French Leek and Potato Soup
One of my favorite soups, no matter the season. The following recipe makes 8 servings as a first course, or 4 servings as a main course.
- 4 tablespoons butter
- 4-5 leeks, the white and tender green roughly diced
- 1 tablespoon kosher salt, plus grinds of black pepper
- 6 cups water
- 1 1/2 tablespoons cornstarch mixed with 1/4 cup cold water
- 2 medium "boiling" potatoes (such as 'Yukon Gold,' peeled and roughly chopped
- 1 cup heavy cream (or milk)
- 1 bunch parsley, coarsely minced
Melt the butter in a 5-quart pot over low heat. The butter shouldn't color at all. Add the diced leeks; stir in the salt and pepper. Cover the pot, and let the leeks sweat until perfectly tender -- about 10 minutes.

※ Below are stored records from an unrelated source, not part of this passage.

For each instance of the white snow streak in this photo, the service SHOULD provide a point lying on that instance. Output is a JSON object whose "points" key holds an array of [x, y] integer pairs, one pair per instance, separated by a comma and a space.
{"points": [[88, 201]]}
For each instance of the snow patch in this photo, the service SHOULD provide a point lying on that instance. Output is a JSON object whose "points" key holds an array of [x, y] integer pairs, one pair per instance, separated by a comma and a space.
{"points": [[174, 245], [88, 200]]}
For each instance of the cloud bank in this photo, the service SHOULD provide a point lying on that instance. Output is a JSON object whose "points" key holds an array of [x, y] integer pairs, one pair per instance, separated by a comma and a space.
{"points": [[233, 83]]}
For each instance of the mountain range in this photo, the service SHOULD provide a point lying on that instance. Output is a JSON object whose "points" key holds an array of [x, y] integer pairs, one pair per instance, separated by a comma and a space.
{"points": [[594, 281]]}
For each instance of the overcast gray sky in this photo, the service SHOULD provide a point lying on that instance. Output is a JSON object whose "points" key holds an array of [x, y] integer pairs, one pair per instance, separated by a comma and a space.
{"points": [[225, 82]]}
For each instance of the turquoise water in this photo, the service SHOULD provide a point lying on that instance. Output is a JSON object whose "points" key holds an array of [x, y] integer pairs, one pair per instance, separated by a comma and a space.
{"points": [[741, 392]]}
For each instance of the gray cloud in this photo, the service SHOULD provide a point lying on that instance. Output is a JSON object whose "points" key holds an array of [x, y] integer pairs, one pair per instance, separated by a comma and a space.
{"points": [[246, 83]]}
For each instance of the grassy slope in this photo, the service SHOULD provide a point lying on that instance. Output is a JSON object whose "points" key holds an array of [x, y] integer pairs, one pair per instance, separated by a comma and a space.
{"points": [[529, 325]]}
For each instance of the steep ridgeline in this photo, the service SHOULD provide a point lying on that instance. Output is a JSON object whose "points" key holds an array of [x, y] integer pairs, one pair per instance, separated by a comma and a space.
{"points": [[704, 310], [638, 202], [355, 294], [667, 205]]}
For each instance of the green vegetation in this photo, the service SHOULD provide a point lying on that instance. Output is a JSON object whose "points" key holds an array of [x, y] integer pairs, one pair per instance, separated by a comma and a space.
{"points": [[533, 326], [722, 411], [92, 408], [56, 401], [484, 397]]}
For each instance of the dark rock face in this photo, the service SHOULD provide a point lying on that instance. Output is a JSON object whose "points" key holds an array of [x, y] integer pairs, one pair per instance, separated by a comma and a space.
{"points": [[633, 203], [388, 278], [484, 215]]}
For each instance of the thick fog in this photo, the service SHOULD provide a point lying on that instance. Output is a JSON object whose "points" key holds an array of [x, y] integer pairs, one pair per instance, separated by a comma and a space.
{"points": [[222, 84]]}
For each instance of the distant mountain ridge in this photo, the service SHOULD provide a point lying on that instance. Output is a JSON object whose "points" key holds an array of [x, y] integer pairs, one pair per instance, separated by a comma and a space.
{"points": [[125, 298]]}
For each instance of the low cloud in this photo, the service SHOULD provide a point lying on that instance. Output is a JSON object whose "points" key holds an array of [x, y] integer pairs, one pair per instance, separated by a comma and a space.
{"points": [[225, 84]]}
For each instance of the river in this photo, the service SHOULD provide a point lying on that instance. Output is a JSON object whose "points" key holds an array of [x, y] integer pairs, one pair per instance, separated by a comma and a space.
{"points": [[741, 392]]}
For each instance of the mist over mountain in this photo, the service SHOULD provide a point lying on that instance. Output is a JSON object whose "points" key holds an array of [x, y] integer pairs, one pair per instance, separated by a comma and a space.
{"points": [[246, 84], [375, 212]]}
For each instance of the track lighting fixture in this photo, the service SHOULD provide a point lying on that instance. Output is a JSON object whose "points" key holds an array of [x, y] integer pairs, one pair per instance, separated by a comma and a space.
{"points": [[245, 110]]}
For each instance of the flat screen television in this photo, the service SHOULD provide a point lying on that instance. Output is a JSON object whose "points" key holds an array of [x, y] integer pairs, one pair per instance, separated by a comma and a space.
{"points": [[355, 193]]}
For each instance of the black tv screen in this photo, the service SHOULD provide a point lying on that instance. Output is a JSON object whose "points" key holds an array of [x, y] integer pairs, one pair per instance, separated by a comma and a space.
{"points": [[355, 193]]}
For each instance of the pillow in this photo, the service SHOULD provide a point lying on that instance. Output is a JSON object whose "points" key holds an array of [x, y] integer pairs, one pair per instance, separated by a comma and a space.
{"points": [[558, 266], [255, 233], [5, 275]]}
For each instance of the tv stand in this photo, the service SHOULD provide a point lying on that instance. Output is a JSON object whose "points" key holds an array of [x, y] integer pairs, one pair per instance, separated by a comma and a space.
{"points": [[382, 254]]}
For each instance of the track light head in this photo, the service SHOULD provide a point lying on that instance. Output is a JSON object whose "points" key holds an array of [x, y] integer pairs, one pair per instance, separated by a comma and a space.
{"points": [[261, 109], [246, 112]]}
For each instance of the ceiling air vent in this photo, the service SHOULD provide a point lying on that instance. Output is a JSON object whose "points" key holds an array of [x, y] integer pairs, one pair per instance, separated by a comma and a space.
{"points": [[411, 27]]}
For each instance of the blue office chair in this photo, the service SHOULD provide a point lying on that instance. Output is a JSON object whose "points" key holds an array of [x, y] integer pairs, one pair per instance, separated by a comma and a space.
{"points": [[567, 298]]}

Add the water, and bring to a boil over high heat. Add the cornstarch mixture, and stir until the the water thickens -- about 30 seconds. Add the potatoes, partially cover the pot, and let simmer until tender — 20-30 minutes.
Puree the soup with an immersion blender. Then stir in the parsley and the cream. Serve hot, warm, and cold, garnished with extra parsley and, if desired, small croutons.